Note: With Java 7, the G1 garbage collector may allow you to use a larger JVM heap without causing large GC pauses.

Bigdata Parameter Tuning

Write Retention Queue

The B+Tree buffers nodes and leaves on a hard reference queue known as the write retention queue. When a dirty node or leaf is evicted from the write retention queue with a reference count of zero, it is written onto the backing store. Since writes on the backing store drive IO, you can improve the write throughput substantially for heavy write workloads by increasing the capacity of the write retention queue. The default is 500, and uses less RAM. A good high throughput value is 8000, which is fine with larger heaps. This can be done for all indices, as illustrated below, or only for select indices as desired.

 com.bigdata.btree.writeRetentionQueue.capacity=8000

For applications where updates are made into a large store a smaller retention value will reduce heap pressure and reduce node reads. Somewhat paradoxically a lower retention can result in more nodes held in memory.

 com.bigdata.btree.writeRetentionQueue.capacity=4000

Branching Factors

Bigdata uses a configurable branching factor for each index. For the RWStore, if the configured branching factor causes the page to exceed an 8k boundary (after compression), then the page will be split across multiple backing pages. The out of the box configurations make some conservative assumptions which can limit throughput, but help to minimize the chance for such overflow pages.

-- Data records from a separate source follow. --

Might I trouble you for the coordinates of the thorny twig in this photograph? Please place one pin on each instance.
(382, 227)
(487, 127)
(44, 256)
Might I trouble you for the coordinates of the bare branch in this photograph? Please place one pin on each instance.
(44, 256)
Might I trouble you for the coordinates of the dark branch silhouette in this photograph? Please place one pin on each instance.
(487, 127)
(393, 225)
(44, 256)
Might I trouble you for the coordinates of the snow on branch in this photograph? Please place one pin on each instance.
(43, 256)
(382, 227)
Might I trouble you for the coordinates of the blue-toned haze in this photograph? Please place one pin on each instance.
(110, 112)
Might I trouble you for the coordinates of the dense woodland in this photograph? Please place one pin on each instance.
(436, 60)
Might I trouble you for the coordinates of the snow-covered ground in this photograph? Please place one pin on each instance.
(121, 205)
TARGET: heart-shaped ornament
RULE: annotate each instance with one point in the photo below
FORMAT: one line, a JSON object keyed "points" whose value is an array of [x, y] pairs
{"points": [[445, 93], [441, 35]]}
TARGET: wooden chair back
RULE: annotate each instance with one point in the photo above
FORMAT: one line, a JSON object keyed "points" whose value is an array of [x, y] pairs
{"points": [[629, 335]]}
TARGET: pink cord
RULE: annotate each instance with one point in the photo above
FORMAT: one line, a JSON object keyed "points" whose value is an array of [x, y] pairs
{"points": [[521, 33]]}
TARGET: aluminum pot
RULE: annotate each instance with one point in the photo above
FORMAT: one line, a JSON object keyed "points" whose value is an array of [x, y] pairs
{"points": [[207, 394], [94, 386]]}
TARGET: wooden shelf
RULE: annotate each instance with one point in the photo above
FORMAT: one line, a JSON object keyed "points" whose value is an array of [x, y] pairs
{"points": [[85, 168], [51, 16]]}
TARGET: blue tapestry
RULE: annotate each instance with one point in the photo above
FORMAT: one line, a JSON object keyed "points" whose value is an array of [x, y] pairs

The best way to tune the branching factors is to load a representative data sample into a Journal and then use the DumpJournal utility with the -pages option to generate a histogram of the page slot sizes for each of the indices:

 com.bigdata.journal.DumpJournal -pages path-to-journal-file

You can also do this using the REST API:

 .../status?dumpJournal&dumpPages

This will provide you with a table containing lots of detail on the different indices. There is a tab-delimited table towards the bottom of the output. What you want to do is look at the histogram of the record sizes for each index. The last columns (newM and curM) will contain the current and recommended branching factors for each index (ignore any indices that are essentially empty since that skews the estimates). The recommended value for each index is in the newM field.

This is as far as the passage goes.